When the 1906 season opened the A's had high hopes of a repeat championship. Instead, they struggled to a fourth place finish, 12 games behind the White Sox. Schreck and Waddell became easy targets for criticism. Like his battery mate, Schreck loved to have a good time and became known for his heavy drinking, a habit which began to wear on his teammates. Despite batting a solid .284, "Philadelphia's oldest players are blaming Waddell and his catcher for its loss of the pennant," the Detroit News quoted an anonymous Philadelphia insider.

After the disappointing season Schreck agreed to clean up his act. "Schreck is too valuable a man to throw himself away on drink and he has realized that fact," Harry Davis told The Sporting News. "Schreck has given up drinking, and I believe for good. He has given his promise to his wife, to Connie, and to me and to his friends not to touch the stuff again." Osee reportedly weaned himself off the hard stuff with sherry-enhanced milkshakes. As Osee cleaned up his act, his relationship with Waddell reportedly deteriorated. Despite any personal difficulties, Schreck remained Waddell's usual battery partner. He caught 99 games for Philadelphia in 1907, including 29 of Waddell's 33 starts.

Waddell became increasingly unreliable during the A's tight 1907 pennant battle with Detroit. The Tigers won the flag and Mack sold Waddell to St.

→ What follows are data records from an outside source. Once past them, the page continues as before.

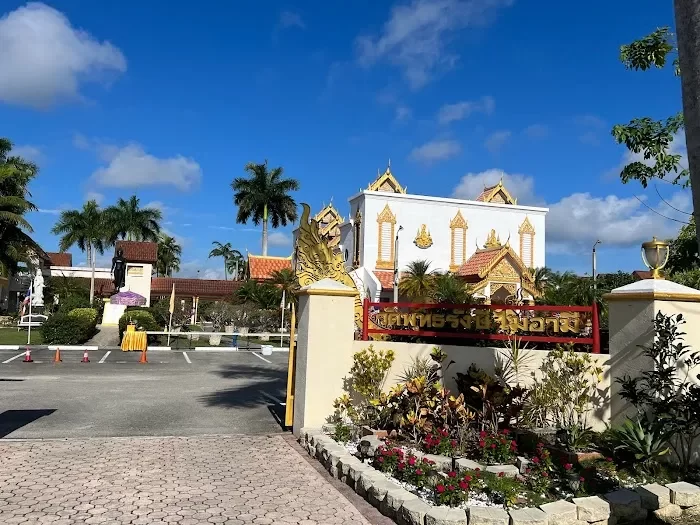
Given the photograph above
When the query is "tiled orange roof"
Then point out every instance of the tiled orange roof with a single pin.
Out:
(262, 267)
(477, 262)
(386, 279)
(193, 287)
(60, 258)
(135, 251)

Louis before the 1908 season. Schreck still led the team in games caught but his batting average tumbled to .220, a 52-point drop-off from the previous year. With the A's floundering in sixth place, Mack sold Osee to the White Sox in late September. Schreck caught his last major league game on October 2, 1908, as Cleveland's Addie Joss pitched a perfect game and delivered a 1-0 victory over 40-game winner Ed Walsh. Ironically, Schrecongost had also been the losing catcher in the first perfect game in American League history, when Boston's Cy Young defeated Rube Waddell and the Athletics on May 5, 1904.

Following the end of his major league career, Schreck caught for Columbus and Louisville in the American Association. He plunged further into the minor league ranks late in the 1910 season when he signed with the Marion Diggers of the Ohio State League. When a job managing the Diggers failed to materialize the following year, Schrecongost's professional baseball career came to an end.

His health began to fail just about the same time Waddell's was in rapid decline. Regardless of their later squabbles, a lasting bond must have existed between them. When Osee learned of Rube's death on April 1, 1914, he reportedly told friends, "The 'Rube' is gone and I am all in. I might as well join him."

Just a few months later, Schreck collapsed in a Philadelphia café. He died on July 9, 1914, from complications due to uremia. He was buried in Kittanning Cemetery in Kittanning, Pennsylvania, located 20 miles southwest from where he had been born just 39 years before.